Intel's Kaby Lake CPUs - the follow-up to Skylake - have been known to be on their way for some time, based primarily on a number of leaked roadmaps and earlier discussions with Intel which detailed a change to their traditional CPU development model. Last week's earnings call saw a little more information released which could mean that the chips launch will be relatively soon.
Initially Kaby Lake was mentioned within CEO Brian Krzanich's summary for the Client Computing Group, wherein Krzanich relayed the fact that revenue was down 3% last quarter year over year but also that overall margins were up by 19%, which was slightly better than expected. The slightly off-hand statement was that Intel has "started shipping our seventh generation Core microprocessor, formerly known as Kaby Lake[.]"
Later Krzanich clarified his comments - by 'shipping' he meant that Kaby Lake CPUs were being shipped to OEMs and customers rather than retail partners:
"I guess what I would talk about is Kaby Lake. So one of the things we've learned on 14 nanometers is how to make meaningful performance improvements both in the silicon and then with the silicon combined with the architecture. So we said we already started shipping Kaby Lake to our customers and OEMs. We're seeing meaningful performance across all of the various SKUs of Kaby Lake relative to Skylake. Kaby Lake is built off a Skylake core. And as a result, the die size doesn't significantly grow. So you don't see – there's no driver in the silicon itself to shift the margin structure of this product. We're able to get the performance and feature enhancements with relatively small silicon increases but good improvement on the raw silicon technology itself. So there's not an intrinsic driver that should say die size got twice as big so margins are cut. There's nothing like that."

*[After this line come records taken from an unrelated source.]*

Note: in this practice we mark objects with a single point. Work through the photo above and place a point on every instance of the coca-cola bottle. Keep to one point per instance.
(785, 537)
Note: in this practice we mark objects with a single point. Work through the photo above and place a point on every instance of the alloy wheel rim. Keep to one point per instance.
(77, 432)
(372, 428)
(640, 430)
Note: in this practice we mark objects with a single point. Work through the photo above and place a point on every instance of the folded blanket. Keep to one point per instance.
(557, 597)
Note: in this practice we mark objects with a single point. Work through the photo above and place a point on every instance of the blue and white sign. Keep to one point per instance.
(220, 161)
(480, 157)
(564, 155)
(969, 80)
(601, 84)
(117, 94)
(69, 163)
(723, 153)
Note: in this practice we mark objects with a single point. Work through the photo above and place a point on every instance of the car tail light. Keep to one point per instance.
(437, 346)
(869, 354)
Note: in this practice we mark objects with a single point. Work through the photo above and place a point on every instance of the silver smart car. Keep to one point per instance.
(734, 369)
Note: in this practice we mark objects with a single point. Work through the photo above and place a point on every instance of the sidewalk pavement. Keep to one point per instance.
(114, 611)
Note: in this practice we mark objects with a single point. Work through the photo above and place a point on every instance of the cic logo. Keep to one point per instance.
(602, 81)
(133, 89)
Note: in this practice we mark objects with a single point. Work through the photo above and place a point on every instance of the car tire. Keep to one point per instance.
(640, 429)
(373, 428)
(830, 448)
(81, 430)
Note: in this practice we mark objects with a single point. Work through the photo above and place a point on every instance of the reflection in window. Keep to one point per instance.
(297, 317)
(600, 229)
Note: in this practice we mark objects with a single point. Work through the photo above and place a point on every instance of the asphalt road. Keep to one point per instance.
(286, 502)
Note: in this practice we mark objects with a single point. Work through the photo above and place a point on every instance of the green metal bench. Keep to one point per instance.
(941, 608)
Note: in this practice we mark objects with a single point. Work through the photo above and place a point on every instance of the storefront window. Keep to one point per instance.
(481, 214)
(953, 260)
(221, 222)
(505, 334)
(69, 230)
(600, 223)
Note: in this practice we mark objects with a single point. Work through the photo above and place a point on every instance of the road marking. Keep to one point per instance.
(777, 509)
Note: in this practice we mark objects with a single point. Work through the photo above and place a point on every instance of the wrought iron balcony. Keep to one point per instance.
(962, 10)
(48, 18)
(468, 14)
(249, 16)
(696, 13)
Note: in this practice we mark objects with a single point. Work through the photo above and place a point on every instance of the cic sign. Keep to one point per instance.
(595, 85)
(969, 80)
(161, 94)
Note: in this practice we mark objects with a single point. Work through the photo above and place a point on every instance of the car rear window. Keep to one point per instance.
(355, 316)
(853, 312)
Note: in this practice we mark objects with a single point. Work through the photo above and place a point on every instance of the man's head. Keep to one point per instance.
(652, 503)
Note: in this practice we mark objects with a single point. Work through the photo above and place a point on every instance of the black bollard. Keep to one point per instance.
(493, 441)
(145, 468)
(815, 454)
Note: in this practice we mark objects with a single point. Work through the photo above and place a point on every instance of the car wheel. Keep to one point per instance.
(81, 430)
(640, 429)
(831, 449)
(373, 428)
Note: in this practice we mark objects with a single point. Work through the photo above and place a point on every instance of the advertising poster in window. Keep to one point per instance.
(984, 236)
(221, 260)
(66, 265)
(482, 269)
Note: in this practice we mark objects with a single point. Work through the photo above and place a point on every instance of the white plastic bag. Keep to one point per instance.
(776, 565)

Kaby Lake is the immediate successor to Skylake in the mainstream PC platform segment, and is based on optimised version of the 14 nanometer process utilised by both Broadwell and Skylake. In that respect it is the first major departure from their 'tick/tock' development model which saw only two CPU generations exist on the same process node, a model which had been in place since 2007.
The final member of Intel's first Process->Architecture->Optimisation cycle, Kaby Lake is an optimisation of Skylake. Relatively little changes architecturally between the two generations and die size remains pretty much the same, but Kaby Lake can also benefit from a far more mature 14nm process (i.e. an 'improvement on the raw silicon technology') for lower voltages and generally higher clocks.
As with Devil's Canyon in the Haswell era Kaby Lake may be introduced alongside a new generation of motherboards, the 200-series. If so, the socket should be physically identical and hence the CPU would also operate on 100-series motherboards (as well as allowing Skylake CPUs to work seamlessly with 200-series motherboard designs).